El sueño me venció mirando el calendario. Sabía que mirando la fecha en la que nos encontrábamos, mi habilidad para viajar por el tiempo iba a retrotraerme hasta aquel 14 de abril de 1931 en la plaza de San Juan de Dios…
Con este despiste que me caracteriza, lo primero que pensé cuando los rumores sobre la dimisión del Rey y la proclamación de la República se repartían por todo Cádiz, fue exclamar un: “¡La que ha liado la Leticia con la Reina!”. Pero pronto me di cuenta de la fecha en la que estaba y del rey del que hablaban: Alfonso XIII.
El inconfundible murmullo de una manifestación a cuya cabeza se encontraban políticos como Rodríguez Piñero ó Emilio de Sola a favor de la República me llegaron a sorprender, sobre todo cuando a la altura de la estatua de Moret se deshizo sin ningún tipo de incidencias. El vibrador del móvil sonó avisándome por un amigo de que en el Gobierno Civil había una marea de personas con banderas tricolor ansiosa de saber que ocurría en Madrid. Con una desbordada curiosidad, me conecté a Twitter para comprobar que República ya era TT y que el Ministerio de la Gobernación comunicaría oficialmente la proclamación de la República en toda España. Con semejante “bomba”, corrí hasta San Juan de Dios dispuesto a contemplar el momento histórico que tanto había escuchado y nunca había visto.
Deseando ser testigos de primera mano de la proclamación del nuevo modelo de Estado, la plaza del Ayuntamiento se encontraba hasta la boca. Por otra parte y en ese arranque que tiene la derecha, Ramón de Carranza había decidido marcharse a su casa negándose a entregar el Ayuntamiento a un alcalde republicano. Así que el primer teniente, Antonio Millán, no tuvo más remedio que sustituirlo.

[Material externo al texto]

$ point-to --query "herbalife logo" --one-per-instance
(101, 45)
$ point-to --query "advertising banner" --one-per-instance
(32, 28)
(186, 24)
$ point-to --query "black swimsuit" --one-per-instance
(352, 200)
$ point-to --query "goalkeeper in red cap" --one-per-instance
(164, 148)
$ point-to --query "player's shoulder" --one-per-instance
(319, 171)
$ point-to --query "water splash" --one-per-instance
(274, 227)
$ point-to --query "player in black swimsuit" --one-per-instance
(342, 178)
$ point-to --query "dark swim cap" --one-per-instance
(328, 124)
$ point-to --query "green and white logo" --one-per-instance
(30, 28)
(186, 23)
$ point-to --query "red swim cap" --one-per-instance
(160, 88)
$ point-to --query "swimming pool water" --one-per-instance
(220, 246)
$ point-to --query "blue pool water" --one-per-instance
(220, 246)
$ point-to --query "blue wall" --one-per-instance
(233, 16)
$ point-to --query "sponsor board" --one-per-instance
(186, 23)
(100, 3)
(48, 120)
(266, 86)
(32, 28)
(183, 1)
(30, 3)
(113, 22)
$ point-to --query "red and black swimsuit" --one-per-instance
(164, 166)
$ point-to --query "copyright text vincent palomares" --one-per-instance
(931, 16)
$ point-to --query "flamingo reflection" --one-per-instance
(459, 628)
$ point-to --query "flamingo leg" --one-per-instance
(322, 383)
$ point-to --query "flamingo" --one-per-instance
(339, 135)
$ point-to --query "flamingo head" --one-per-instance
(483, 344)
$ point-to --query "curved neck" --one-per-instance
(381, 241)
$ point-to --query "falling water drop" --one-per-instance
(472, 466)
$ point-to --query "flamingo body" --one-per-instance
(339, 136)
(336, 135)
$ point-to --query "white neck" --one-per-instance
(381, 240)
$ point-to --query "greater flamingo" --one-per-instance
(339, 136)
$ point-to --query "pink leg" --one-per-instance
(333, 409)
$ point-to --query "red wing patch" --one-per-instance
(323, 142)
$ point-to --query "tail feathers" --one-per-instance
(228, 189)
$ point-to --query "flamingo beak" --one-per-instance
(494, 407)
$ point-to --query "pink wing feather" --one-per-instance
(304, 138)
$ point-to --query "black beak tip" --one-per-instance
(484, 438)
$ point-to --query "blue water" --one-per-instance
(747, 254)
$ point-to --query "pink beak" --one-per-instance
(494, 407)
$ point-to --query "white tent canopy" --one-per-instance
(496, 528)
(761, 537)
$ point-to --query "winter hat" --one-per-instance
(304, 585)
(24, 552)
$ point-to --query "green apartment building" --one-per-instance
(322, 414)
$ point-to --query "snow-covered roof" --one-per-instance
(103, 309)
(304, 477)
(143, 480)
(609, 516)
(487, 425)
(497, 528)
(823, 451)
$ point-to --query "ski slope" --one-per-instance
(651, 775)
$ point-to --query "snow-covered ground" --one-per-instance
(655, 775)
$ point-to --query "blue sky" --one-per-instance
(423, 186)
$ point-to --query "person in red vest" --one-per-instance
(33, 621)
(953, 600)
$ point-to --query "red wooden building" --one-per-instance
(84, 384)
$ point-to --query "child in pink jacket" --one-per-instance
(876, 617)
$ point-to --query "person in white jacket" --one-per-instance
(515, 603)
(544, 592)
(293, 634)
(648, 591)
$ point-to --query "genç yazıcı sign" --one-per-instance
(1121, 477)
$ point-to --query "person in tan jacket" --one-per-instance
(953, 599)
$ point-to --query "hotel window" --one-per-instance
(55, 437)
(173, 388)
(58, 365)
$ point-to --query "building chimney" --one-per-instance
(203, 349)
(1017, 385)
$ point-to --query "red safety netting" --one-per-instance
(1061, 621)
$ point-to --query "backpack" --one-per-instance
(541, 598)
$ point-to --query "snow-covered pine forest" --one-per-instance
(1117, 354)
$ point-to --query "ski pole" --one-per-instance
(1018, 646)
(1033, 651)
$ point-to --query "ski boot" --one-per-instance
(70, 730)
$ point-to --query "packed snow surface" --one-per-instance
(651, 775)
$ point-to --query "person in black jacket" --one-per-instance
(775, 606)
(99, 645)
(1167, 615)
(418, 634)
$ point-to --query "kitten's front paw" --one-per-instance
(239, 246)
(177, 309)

En ese arranque que tiene la derecha, Ramón de Carranza había decidido marcharse a su casa negándose a entregar el Ayuntamiento a un alcalde republicano
Abrí los ojos como platos al percatarme de que un grupo de personas trepaba por la fachada del consistorio ante mis atónitos ojos con el objetivo de colocar los retratos de los fusilados Fermín Galán y García Hernández. Mi móvil hacía horas extras ante las extrañas caras de algunos que me miraban incapaces de entender qué demonios hacía. De repente un nuevo bullicio me hizo suponer que el momento había llegado: mi reloj marcaba las 20.15 h. cuando Sola, Santander, Cancelo, Agustina Muñoz y Baras entraban en la plaza en medio de una inmensa expectación.

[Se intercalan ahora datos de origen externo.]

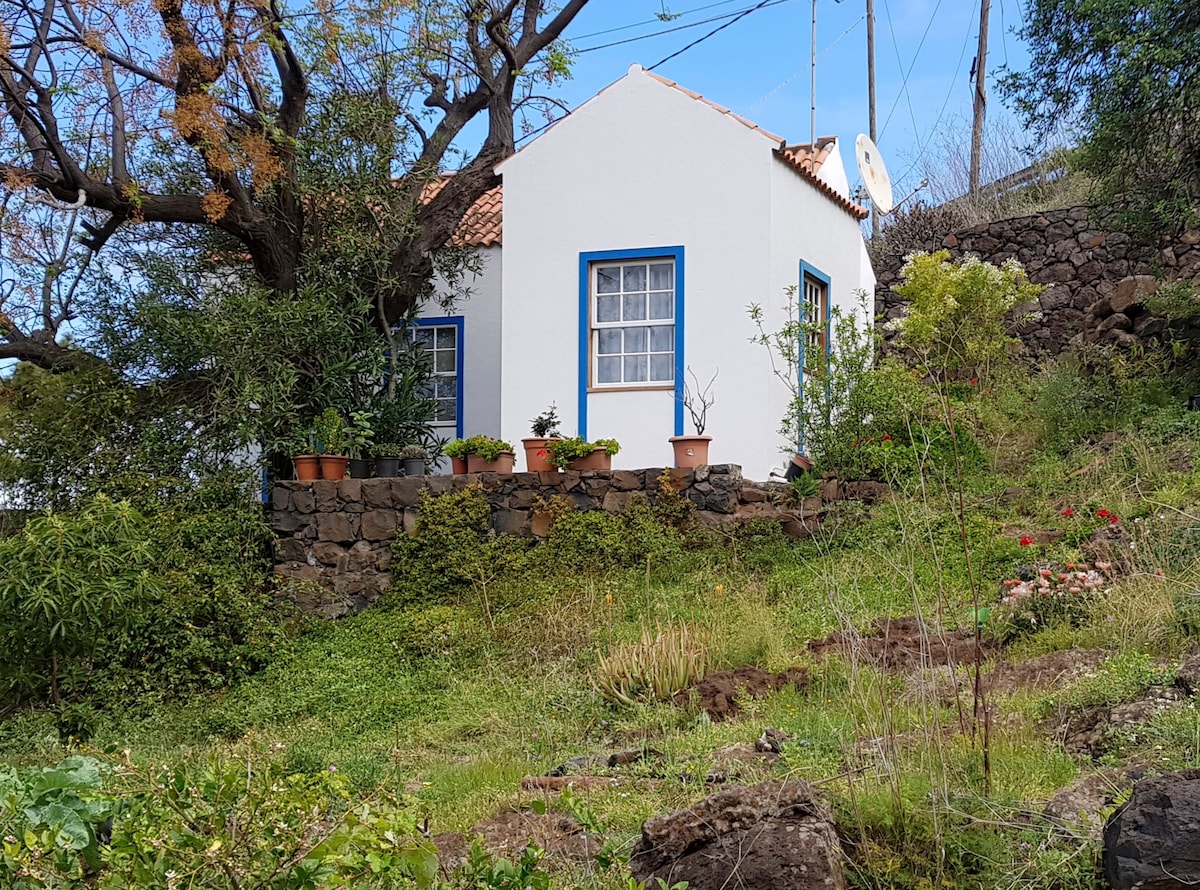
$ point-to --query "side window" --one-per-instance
(816, 317)
(442, 343)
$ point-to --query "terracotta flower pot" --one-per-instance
(503, 463)
(307, 467)
(333, 467)
(537, 457)
(690, 450)
(598, 459)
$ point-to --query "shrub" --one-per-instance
(654, 668)
(957, 314)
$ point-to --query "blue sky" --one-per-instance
(759, 66)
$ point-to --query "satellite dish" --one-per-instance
(875, 174)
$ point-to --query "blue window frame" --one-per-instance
(443, 338)
(815, 311)
(631, 324)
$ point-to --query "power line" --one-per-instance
(733, 16)
(801, 71)
(653, 20)
(715, 30)
(904, 83)
(946, 103)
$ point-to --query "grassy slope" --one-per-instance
(435, 702)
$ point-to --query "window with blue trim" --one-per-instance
(442, 344)
(633, 323)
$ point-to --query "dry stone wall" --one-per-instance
(1083, 266)
(334, 537)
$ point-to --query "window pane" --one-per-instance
(607, 370)
(610, 342)
(607, 308)
(634, 307)
(663, 305)
(663, 367)
(609, 280)
(661, 276)
(635, 368)
(635, 277)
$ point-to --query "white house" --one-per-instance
(636, 232)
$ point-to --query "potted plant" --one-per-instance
(304, 457)
(359, 433)
(545, 430)
(490, 456)
(693, 450)
(457, 450)
(330, 431)
(576, 453)
(387, 455)
(413, 457)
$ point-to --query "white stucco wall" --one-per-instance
(643, 166)
(481, 318)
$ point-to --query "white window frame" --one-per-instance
(597, 328)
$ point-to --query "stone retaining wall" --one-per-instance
(337, 535)
(1081, 264)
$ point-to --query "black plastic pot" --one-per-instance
(387, 465)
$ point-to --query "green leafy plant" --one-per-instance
(330, 432)
(491, 449)
(661, 663)
(69, 581)
(359, 433)
(563, 451)
(545, 425)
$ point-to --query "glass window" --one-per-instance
(442, 343)
(633, 323)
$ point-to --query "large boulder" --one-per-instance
(759, 837)
(1153, 841)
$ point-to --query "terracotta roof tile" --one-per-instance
(801, 158)
(483, 224)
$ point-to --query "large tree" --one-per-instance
(287, 138)
(1127, 73)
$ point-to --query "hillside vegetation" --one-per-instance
(1050, 511)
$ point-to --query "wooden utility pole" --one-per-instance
(981, 100)
(870, 96)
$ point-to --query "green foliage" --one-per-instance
(663, 662)
(69, 582)
(1092, 390)
(491, 449)
(562, 451)
(957, 313)
(1127, 72)
(49, 821)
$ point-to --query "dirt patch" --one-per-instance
(507, 835)
(1043, 672)
(905, 644)
(718, 693)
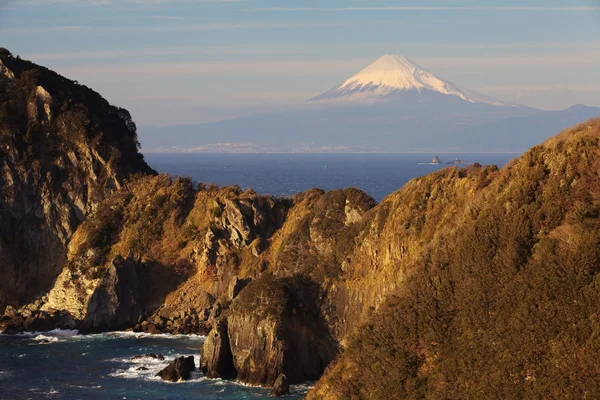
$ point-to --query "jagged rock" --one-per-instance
(119, 302)
(272, 327)
(216, 360)
(281, 386)
(149, 355)
(179, 369)
(52, 181)
(237, 285)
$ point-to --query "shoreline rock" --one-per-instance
(179, 369)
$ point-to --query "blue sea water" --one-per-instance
(287, 174)
(62, 365)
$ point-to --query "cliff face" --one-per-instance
(62, 150)
(465, 283)
(502, 302)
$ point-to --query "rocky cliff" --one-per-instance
(466, 283)
(63, 149)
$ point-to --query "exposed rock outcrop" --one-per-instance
(119, 301)
(179, 369)
(281, 386)
(216, 360)
(273, 327)
(63, 149)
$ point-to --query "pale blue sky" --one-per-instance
(184, 61)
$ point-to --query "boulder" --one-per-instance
(216, 360)
(273, 327)
(118, 303)
(281, 386)
(179, 369)
(237, 285)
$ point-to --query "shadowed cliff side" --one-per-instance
(502, 305)
(63, 149)
(465, 283)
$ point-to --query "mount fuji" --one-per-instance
(391, 77)
(393, 105)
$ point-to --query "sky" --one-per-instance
(173, 62)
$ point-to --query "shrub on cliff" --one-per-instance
(505, 304)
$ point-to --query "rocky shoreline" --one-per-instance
(421, 295)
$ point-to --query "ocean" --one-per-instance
(287, 174)
(63, 365)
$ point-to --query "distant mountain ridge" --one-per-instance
(393, 75)
(391, 106)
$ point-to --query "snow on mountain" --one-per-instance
(393, 75)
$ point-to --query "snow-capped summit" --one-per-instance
(392, 75)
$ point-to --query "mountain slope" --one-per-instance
(502, 303)
(63, 148)
(393, 105)
(392, 76)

Cuando subieron al balcón principal para izar la bandera republicana, San Juan de Dios era un hervidero y mientras se arreglaba el traspaso de alcaldía, observé algo que me aturdió realmente: un nutrido grupo de personas se habían decidido a entrar al Salón de Sesiones para arrojar por el balcón el cuadro del Rey que ardería a los minutos entre los gritos de la multitud. No podía dar crédito cuando al volver la cara, numerosas personas iban arrancando los rótulos de calles y plazas con nombres monárquicos para pegar otros que habían dibujado ellos mismos a brocha. “¿Qué necesidad hay de estos estropicios si han ganado legalmente?” me pregunté mientras me alejaba de aquella situación.

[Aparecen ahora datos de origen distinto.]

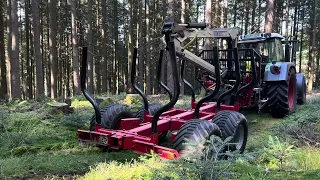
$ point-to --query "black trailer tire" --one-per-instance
(234, 124)
(301, 89)
(282, 96)
(111, 116)
(153, 108)
(195, 130)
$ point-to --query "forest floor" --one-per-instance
(37, 142)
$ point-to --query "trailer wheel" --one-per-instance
(301, 89)
(153, 108)
(234, 124)
(282, 96)
(195, 130)
(111, 116)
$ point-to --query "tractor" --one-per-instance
(117, 128)
(279, 87)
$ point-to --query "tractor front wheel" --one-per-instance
(153, 108)
(194, 131)
(282, 96)
(233, 124)
(301, 88)
(111, 116)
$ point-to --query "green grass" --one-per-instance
(36, 144)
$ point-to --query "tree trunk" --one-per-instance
(90, 48)
(287, 18)
(116, 74)
(75, 56)
(98, 57)
(29, 63)
(170, 14)
(37, 52)
(259, 16)
(208, 17)
(301, 40)
(15, 69)
(235, 13)
(247, 19)
(313, 47)
(53, 46)
(9, 50)
(104, 66)
(224, 14)
(217, 14)
(253, 25)
(141, 46)
(269, 16)
(3, 74)
(147, 26)
(130, 46)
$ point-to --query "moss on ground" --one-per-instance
(36, 144)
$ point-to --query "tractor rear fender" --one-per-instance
(282, 76)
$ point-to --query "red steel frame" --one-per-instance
(139, 137)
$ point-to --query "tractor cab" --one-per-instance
(268, 45)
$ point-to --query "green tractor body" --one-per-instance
(281, 87)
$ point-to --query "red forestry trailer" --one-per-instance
(116, 127)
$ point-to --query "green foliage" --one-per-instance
(277, 154)
(58, 162)
(106, 102)
(302, 128)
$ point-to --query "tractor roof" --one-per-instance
(259, 37)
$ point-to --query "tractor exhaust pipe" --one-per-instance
(176, 90)
(158, 75)
(218, 81)
(238, 75)
(83, 76)
(133, 73)
(185, 81)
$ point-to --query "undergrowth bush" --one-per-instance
(302, 127)
(207, 164)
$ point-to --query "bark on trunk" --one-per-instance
(15, 69)
(75, 56)
(53, 46)
(90, 48)
(104, 66)
(3, 78)
(37, 52)
(269, 16)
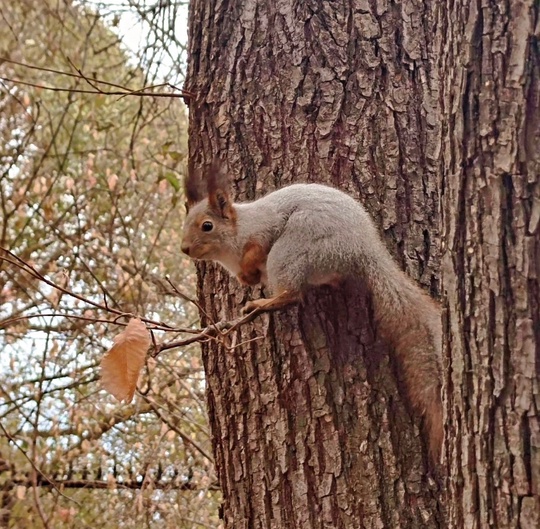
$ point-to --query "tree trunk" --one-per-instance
(490, 68)
(308, 424)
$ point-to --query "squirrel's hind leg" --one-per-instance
(279, 301)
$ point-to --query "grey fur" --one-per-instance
(315, 235)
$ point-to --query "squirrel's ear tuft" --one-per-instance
(194, 188)
(218, 193)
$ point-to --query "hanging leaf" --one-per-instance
(121, 366)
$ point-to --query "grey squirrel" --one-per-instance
(312, 234)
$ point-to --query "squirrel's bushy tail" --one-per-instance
(410, 321)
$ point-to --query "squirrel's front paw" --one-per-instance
(253, 305)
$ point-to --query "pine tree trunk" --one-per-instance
(308, 424)
(490, 72)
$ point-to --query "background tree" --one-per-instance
(308, 426)
(88, 197)
(490, 167)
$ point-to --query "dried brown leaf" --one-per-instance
(121, 366)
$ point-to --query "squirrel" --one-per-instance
(311, 234)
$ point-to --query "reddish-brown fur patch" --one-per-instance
(253, 260)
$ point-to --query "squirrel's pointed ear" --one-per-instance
(194, 188)
(218, 193)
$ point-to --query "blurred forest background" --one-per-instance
(90, 200)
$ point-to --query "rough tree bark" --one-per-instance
(490, 73)
(308, 424)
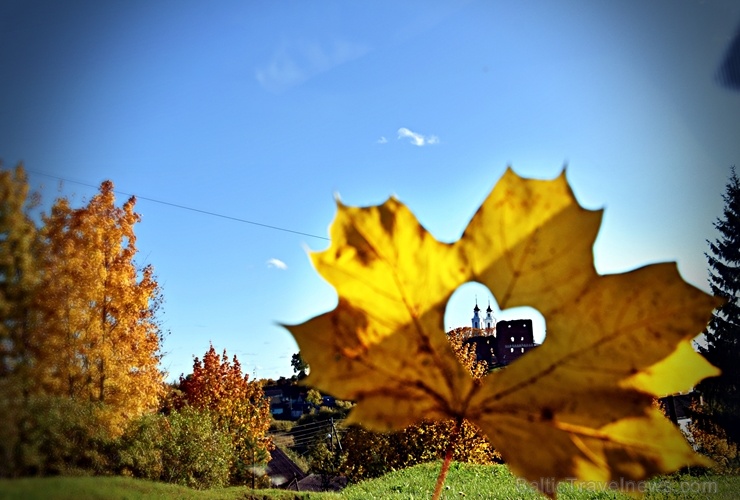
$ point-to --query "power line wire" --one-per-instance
(183, 207)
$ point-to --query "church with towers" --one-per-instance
(499, 343)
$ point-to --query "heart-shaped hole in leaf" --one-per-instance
(496, 337)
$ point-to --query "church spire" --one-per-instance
(476, 318)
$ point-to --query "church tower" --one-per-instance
(490, 321)
(476, 318)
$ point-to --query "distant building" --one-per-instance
(499, 343)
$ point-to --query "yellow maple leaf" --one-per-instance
(578, 406)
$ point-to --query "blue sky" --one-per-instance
(263, 111)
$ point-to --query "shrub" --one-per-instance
(184, 447)
(60, 435)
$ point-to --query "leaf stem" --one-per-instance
(448, 459)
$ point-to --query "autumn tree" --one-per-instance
(238, 406)
(100, 340)
(19, 273)
(720, 413)
(19, 278)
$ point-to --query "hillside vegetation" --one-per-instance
(464, 481)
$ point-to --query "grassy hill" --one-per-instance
(463, 481)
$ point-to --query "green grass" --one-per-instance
(463, 481)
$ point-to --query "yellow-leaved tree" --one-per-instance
(100, 340)
(579, 406)
(237, 405)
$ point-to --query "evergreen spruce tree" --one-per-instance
(721, 394)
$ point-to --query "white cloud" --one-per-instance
(416, 138)
(294, 62)
(277, 263)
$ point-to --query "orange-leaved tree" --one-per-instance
(19, 273)
(99, 340)
(238, 406)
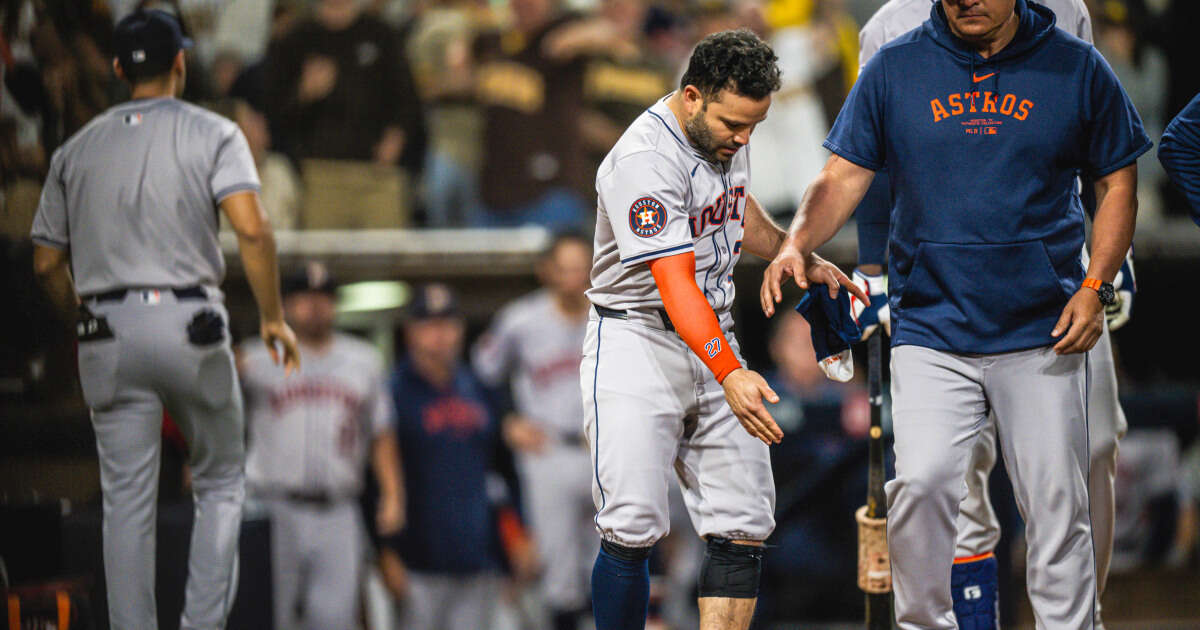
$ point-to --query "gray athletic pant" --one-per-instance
(557, 485)
(978, 528)
(941, 405)
(449, 601)
(316, 564)
(126, 382)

Tras los acontecimientos vividos, al día siguiente Onda Cádiz me sirvió de perfecto escaparate para presenciar la constitución del nuevo Ayuntamiento en un especial presentado por Enrique Miranda, que lo mismo te hace una deconstrucción de una tortilla de patatas que te presenta el carnaval o un programa de música alternativa. Es el Jorge Javier Vázquez de la Bahía. En definitiva, gracias a ellos contemplé la designación de Emilio de Sola, a la cabeza de la manifestación prorepublicana el día anterior junto a otros compañeros, como alcalde de Cádiz.
Un acontecimiento que acababa como no podía ser menos con la banda municipal recorriendo las principales calles de la ciudad interpretando entre otras La Marsellesa. Fue eso lo que me despertó. Eso y la voz de Peñafiel gritando como un poseso: «Letisia no es reinaaa!!